Gday, see my answers below, typically I have thoughts on each of the options presented to provide context for my choices.
Race:
Human because from a purely game mechanics character generation point of view, they deliver the most bang for buck. I've always wanted to play a Troll Mage or Physical Adept but felt I had to make too many compromises to do so.
Flavour
- Guns Blazing is usually my default style of shadowrun - typically most games spend many hours doing an intricate plan which fails for some reason either before or shortly after commencing excution. Then going 'screw it' and just go in winging it with all guns blazing.
- Sneaking/skulking... - After playing years of shadowrun, I can probably count on both hands the number of times successfully pulled off a 'sneaking' shadowrun adventure.
- Normal people in the 20XXs - No Desire, never played
- Working for the corps - Something I think could be interesting to do, but never had a GM or group want to try this.
- Doc Wagon/Trauma Team (a special case of working for the corps) - See above.
Power level
- Street level - Good for grittier/dark face to face games which can be fun, but the capability of characters can be frustrating.
- 'Normal' as per books (which is pretty potent) = I prefer to start off at the default power level for F2F games because they proceed at a decent pace so Karma gets handed out regularly enough that you can actually raise something in a reasonable irl time frame.
- 'Prime Runner' (i.e. has been around the blocks a few times) - Prefer Prime Runner for online games as game progress is from a crawl if its chat based game eg Discord/Skype with irl time between having enough karma to raise anything 1-2 months, or molasses if doing Pbp where it can be irl 6 months to a Year to save up enough karma under SR5 to be able to raise anything on a character.
Alignment
I've played all kinds of Alignment, early in my shadowrun 'career' I was pretty much consistently a murderhobo ('I want wetwork') and bounced between 'who cares if we have some collateral damage' and 'lets not kill unless we have to' Only tried the last two a few times and they were... interesting.. and challenging... but certainly enjoyable.
Game version
SR 3rd edition
I really enjoyed the Combat/Decking/Matrix/Astral Task Pools from SR3 which meant two characters with the exact same stats could end up being played very differently. Also miss FASA's fantastic editing and layout work for the source books. However I -dont- miss cross-referencing rules and tables in 3 books to determine a target number for a dice roll.
SR 4th and 5th Edition
A good (but not perfect) attempt at simplyfying and unifying Combat, Magic, Decking and Rigging.

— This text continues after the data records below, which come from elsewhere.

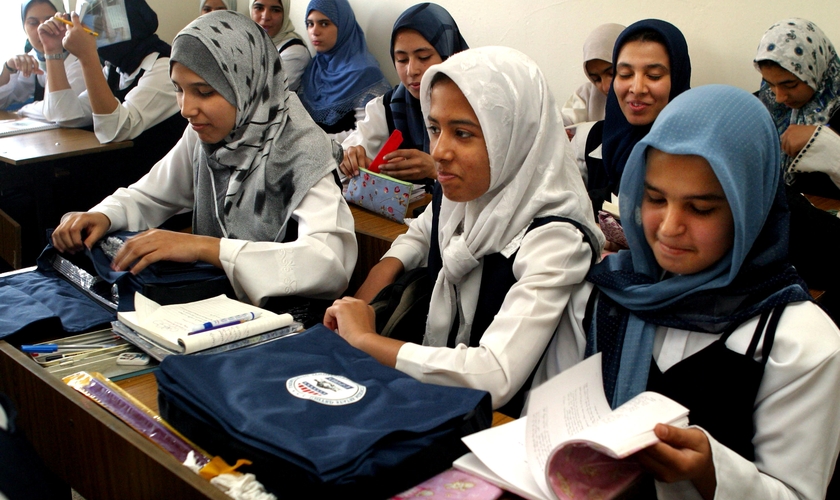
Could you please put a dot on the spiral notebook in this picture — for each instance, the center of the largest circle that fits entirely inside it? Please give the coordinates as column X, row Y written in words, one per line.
column 23, row 126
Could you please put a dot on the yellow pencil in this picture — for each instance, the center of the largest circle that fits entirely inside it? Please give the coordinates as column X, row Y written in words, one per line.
column 68, row 23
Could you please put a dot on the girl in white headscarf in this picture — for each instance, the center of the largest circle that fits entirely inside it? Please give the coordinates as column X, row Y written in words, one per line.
column 589, row 100
column 273, row 16
column 511, row 191
column 205, row 6
column 23, row 76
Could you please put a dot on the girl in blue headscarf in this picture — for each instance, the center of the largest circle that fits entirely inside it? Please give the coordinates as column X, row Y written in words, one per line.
column 23, row 77
column 652, row 67
column 343, row 76
column 706, row 309
column 424, row 35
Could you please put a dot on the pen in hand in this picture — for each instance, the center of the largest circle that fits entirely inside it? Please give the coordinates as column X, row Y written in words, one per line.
column 68, row 23
column 221, row 323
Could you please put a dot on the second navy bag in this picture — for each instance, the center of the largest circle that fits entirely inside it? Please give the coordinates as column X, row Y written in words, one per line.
column 319, row 417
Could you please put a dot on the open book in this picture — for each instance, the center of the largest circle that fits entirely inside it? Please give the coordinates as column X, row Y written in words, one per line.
column 171, row 326
column 571, row 444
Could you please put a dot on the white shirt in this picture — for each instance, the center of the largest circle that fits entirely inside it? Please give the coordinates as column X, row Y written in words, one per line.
column 20, row 89
column 295, row 59
column 149, row 103
column 317, row 264
column 551, row 259
column 797, row 429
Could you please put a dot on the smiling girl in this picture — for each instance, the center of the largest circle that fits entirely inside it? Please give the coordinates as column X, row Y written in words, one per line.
column 252, row 166
column 272, row 16
column 343, row 76
column 399, row 109
column 508, row 238
column 705, row 308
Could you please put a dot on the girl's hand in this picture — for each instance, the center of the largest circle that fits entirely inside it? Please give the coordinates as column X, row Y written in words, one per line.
column 25, row 64
column 409, row 165
column 355, row 157
column 157, row 244
column 682, row 454
column 51, row 33
column 795, row 138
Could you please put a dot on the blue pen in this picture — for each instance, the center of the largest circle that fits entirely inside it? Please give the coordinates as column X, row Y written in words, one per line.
column 221, row 323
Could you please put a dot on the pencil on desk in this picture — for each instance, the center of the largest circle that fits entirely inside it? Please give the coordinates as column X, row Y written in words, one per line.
column 86, row 29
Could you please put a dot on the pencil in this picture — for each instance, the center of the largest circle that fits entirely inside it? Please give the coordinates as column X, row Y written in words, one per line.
column 68, row 23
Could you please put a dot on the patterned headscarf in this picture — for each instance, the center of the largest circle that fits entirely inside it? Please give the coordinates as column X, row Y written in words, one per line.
column 287, row 30
column 230, row 4
column 347, row 76
column 799, row 46
column 733, row 132
column 532, row 174
column 619, row 135
column 247, row 186
column 434, row 24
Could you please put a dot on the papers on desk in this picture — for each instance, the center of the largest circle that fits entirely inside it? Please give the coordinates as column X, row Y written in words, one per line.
column 23, row 126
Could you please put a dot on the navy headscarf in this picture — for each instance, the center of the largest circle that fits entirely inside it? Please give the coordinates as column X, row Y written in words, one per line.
column 732, row 130
column 434, row 24
column 619, row 135
column 347, row 76
column 128, row 55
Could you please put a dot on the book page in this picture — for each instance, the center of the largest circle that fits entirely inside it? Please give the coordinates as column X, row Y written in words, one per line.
column 563, row 406
column 501, row 450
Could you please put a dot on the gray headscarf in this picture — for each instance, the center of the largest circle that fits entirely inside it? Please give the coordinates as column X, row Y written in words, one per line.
column 247, row 186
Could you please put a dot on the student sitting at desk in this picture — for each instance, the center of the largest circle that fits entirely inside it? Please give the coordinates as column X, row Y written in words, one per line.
column 423, row 35
column 22, row 77
column 512, row 237
column 705, row 308
column 343, row 76
column 274, row 17
column 257, row 172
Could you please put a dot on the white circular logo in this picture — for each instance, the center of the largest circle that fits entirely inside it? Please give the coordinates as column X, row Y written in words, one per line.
column 326, row 389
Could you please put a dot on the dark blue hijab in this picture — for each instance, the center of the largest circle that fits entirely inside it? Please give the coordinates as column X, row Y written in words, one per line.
column 128, row 55
column 347, row 76
column 619, row 135
column 733, row 132
column 434, row 24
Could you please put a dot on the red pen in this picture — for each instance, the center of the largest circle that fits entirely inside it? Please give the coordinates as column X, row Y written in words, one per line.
column 390, row 146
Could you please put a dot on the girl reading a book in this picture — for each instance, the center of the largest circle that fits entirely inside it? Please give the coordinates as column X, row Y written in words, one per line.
column 705, row 308
column 423, row 35
column 508, row 240
column 255, row 170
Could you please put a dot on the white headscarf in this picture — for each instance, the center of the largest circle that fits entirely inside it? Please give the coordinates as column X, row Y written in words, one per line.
column 532, row 174
column 287, row 31
column 230, row 4
column 599, row 45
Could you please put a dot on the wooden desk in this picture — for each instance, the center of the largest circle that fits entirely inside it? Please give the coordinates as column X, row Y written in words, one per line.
column 29, row 162
column 374, row 235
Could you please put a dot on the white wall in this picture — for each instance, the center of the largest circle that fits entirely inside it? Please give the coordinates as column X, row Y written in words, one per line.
column 722, row 34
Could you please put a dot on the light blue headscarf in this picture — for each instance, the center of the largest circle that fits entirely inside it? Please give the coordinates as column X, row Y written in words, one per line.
column 347, row 76
column 733, row 131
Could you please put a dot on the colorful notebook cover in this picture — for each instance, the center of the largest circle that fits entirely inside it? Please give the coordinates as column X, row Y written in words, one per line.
column 379, row 193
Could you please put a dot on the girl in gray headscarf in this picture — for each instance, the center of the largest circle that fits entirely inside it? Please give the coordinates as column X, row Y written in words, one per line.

Lack of general Task Pools means characters with similar stats will have an 'optimal' playstyle. Another bonus, most (but not all) of the rules used are limited to the Core Rulebook, Run Faster and Street Grimoire(5th Ed) instead of being spread out over 20 books. My main headche with SR5 is the incredibly slipshod and disorganised layout/editing work for pretty much every book realeased by Catalyst Games Lab.
SR 6th Edition
Myself and my regular group all purchased SR6 books shortly after release, cracked them open, created characters, played 1 full run (2-3 sessions) and agreed this ruleset was absolute garbage. To my knowledge none of us have ever touched the ruleset since.
This message was last edited by the player at 20:13, Fri 25 Aug 2023.